Defining Immersive Technologies:
What You Need to Know
Immersive technologies refer to virtual environments that create a sense of reality but do not actually exist in a tangible space. Also known as extended reality (XR), Immersive technology is made up of Augmented reality (AR), mixed reality (MR), and virtual reality (VR) experiences. XR technology requires powerful computing to operate, and Symmetry Electronics has everything developers need to provide users with a comprehensive VR system
What is Virtual Reality?
In a VR experience, users can see, hear, and interact with virtual technology. While VR does not allow users to physically touch, VR creates a feeling of physically being within the experience. There are four main types of VR technology.

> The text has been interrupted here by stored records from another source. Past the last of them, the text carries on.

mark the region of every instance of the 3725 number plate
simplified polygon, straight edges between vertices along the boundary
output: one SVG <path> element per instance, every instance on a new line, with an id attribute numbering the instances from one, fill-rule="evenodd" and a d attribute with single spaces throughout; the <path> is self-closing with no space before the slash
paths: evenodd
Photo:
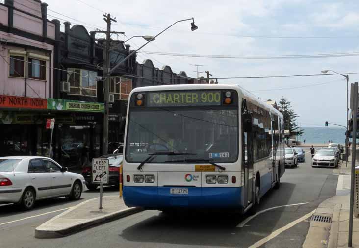
<path id="1" fill-rule="evenodd" d="M 188 195 L 188 189 L 182 189 L 180 188 L 171 188 L 170 190 L 171 194 L 175 195 Z"/>

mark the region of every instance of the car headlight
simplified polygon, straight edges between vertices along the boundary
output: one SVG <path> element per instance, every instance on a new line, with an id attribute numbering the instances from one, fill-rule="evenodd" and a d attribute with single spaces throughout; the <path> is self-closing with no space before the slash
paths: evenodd
<path id="1" fill-rule="evenodd" d="M 213 184 L 217 182 L 217 177 L 215 175 L 207 175 L 205 178 L 207 183 Z"/>
<path id="2" fill-rule="evenodd" d="M 143 175 L 135 175 L 133 176 L 133 181 L 136 183 L 143 183 Z"/>
<path id="3" fill-rule="evenodd" d="M 154 183 L 154 175 L 146 175 L 145 176 L 145 182 L 148 183 Z"/>
<path id="4" fill-rule="evenodd" d="M 228 183 L 228 176 L 227 175 L 220 175 L 218 176 L 218 183 Z"/>

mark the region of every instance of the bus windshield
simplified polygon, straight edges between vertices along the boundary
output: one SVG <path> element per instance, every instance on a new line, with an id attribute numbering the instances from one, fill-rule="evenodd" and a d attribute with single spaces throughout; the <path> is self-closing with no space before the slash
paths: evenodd
<path id="1" fill-rule="evenodd" d="M 193 154 L 155 156 L 147 163 L 186 163 L 196 159 L 234 162 L 238 123 L 237 106 L 130 108 L 126 159 L 141 163 L 154 153 L 173 152 Z"/>

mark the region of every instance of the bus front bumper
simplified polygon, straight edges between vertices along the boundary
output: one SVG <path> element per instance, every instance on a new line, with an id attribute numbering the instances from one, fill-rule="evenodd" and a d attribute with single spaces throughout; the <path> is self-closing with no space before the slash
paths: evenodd
<path id="1" fill-rule="evenodd" d="M 188 194 L 171 194 L 172 188 L 188 189 Z M 128 207 L 238 208 L 242 207 L 241 187 L 124 186 L 123 198 Z"/>

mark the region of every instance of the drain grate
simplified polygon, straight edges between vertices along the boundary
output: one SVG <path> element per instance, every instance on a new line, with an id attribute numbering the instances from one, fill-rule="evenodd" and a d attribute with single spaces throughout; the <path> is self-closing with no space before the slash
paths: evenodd
<path id="1" fill-rule="evenodd" d="M 311 217 L 311 220 L 315 222 L 331 223 L 332 222 L 332 217 L 331 217 L 330 216 L 324 216 L 323 215 L 318 215 L 316 214 L 314 214 Z"/>

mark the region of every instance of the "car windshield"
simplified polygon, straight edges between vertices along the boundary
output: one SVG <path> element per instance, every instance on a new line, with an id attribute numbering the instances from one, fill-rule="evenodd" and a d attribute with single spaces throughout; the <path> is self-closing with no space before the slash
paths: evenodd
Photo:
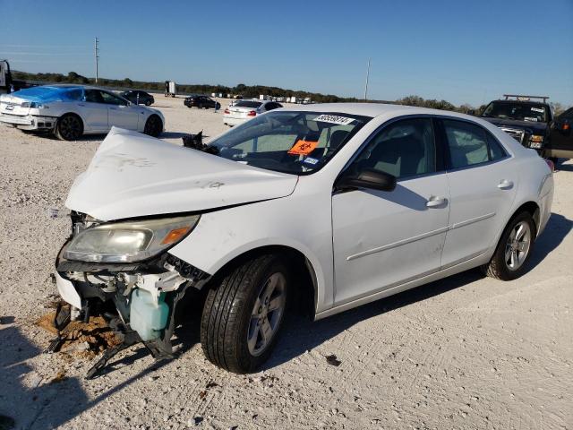
<path id="1" fill-rule="evenodd" d="M 250 101 L 250 100 L 240 100 L 235 103 L 235 106 L 237 108 L 259 108 L 262 103 L 260 101 Z"/>
<path id="2" fill-rule="evenodd" d="M 340 113 L 277 111 L 233 128 L 209 146 L 218 156 L 278 172 L 320 169 L 370 119 Z"/>
<path id="3" fill-rule="evenodd" d="M 547 108 L 543 105 L 535 103 L 493 101 L 488 105 L 482 116 L 545 123 Z"/>

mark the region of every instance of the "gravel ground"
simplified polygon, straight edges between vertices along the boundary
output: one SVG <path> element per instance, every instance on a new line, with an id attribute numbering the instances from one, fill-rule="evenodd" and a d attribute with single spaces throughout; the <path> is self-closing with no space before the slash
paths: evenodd
<path id="1" fill-rule="evenodd" d="M 226 129 L 220 111 L 182 99 L 156 108 L 176 144 Z M 553 214 L 520 280 L 472 271 L 318 322 L 292 317 L 266 368 L 243 376 L 205 360 L 190 315 L 175 359 L 133 347 L 85 381 L 90 361 L 43 354 L 52 335 L 35 322 L 69 230 L 47 210 L 64 209 L 101 139 L 0 125 L 0 415 L 16 428 L 573 428 L 573 163 L 555 174 Z"/>

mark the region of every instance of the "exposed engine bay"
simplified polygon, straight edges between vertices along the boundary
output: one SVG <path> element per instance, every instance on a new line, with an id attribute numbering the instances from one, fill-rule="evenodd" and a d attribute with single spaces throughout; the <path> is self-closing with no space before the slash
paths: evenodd
<path id="1" fill-rule="evenodd" d="M 189 288 L 201 289 L 210 275 L 167 252 L 141 262 L 68 260 L 65 251 L 74 236 L 98 225 L 84 214 L 73 212 L 71 217 L 73 234 L 58 254 L 54 274 L 58 293 L 70 309 L 58 306 L 55 326 L 61 331 L 71 320 L 101 315 L 122 340 L 104 352 L 87 377 L 95 376 L 113 356 L 139 342 L 156 359 L 171 358 L 177 304 Z M 48 351 L 56 351 L 58 344 L 55 340 Z"/>

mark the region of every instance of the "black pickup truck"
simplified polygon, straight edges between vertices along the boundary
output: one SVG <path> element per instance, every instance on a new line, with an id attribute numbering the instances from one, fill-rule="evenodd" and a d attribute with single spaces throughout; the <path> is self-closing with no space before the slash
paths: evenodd
<path id="1" fill-rule="evenodd" d="M 504 98 L 487 105 L 481 116 L 543 158 L 573 158 L 573 109 L 554 118 L 547 97 L 504 94 Z"/>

Fully Immersive Virtual Reality
Fully immersive VR is the most encompassing virtual experience. Users are made to feel like they are physically transported into the virtual environment. Fully immersive experiences process data that is collected through sensor-embedded body connectors, helmets, and gloves. Fully immersive VR can be used in gaming zones where users can move their body to interact with the gaming environment.
Non-Immersive Virtual Reality
In comparison to a fully immersive virtual experience, non-immersive VR doesn’t directly interact with its user. Users can control characters or activities but are not the center of the environment. Most gaming consoles provide non-immersive experiences.
Semi-Immersive Virtual Reality
Semi-immersive VR is a blend of fully immersive and non-immersive virtual environments. Semi-immersive virtual experiences include a 3D space or room where users can move around through a VR box, headset, or computer but not through actual physical activity. As the most commonly used VR experience, semi-immersive VR creates realistic surroundings that can be device or web-based. Semi-immersive VR is used in hotels, real estate offices, restaurants, venues, schools, and more to provide 3D virtual tours to promote locations.
Collaborative Virtual Reality
A collaborative VR experience provides a common space for users from different locations to interact in 3D or character form through chatting, headsets, and microphones.
Figure 1: Mixed Reality Spectrum
What is Augmented Reality?
Often debated as its own unique type of technology in the VR community, augmented reality differs from other types of VR (Figure 1) in that it interacts with real-world environments. Augmented reality is capable of viewing the space around a user to project a virtual entity into it. While the entity is not physically present, users can interact with it through the device that is projecting the entity.
Marker Based Augmented Reality
Marker-based AR requires a visual marker, like a QR code, to operate. Apps like Snapchat use this type of AR to help users add to their contacts.
Markerless Augmented Reality
Markerless AR utilizes GPS, digital compasses, velocity meters, and accelerometers to operate. Apps like Google Maps run off of this type of AR.
Projection Based Augmented Reality
Projection-based AR utilizes artificial light to operate. Light can be in the form of lasers, mirrors, or cameras to create a projection with which users can interact.
What is Mixed Reality?
While mixed reality (MR) sounds similar to AR, MR allows users to blend real and virtual elements. In comparison to AR and VR (Figure 2), MR allows users to further integrate elements of the real-world and virtual space. In an MR experience, users can react with 3D entities the same way they would in the real-world. As the newest form of immersive technology, companies are working to adopt MR experiences. It’s thought that MR technology can modernize design, modeling, and prototyping in a virtual environment.
Figure 2: Comparison of virtual reality, augmented reality, and mixed reality.
Source: Trimble SiteVision
The Future of Immersive Technologies:
The future of immersive technologies is bright. Marketwatch reported that “The Global Immersive Technologies Market is expected to grow at a significant CAGR of 38% by 2028.” Besides gaming and decorating, extended realities have can serve to benefit companies and societies in altruistic ways:
- Healthcare – XR experiences can enhance surgical simulations
- Virtual travel – XR technology can bring remote destinations to a user’s living room. Virtual travel will for more integration of culture, art, and understanding into society.
- Military and Defense – Like healthcare, XR technology in military and defense industries can help save lives by enhancing training simulations.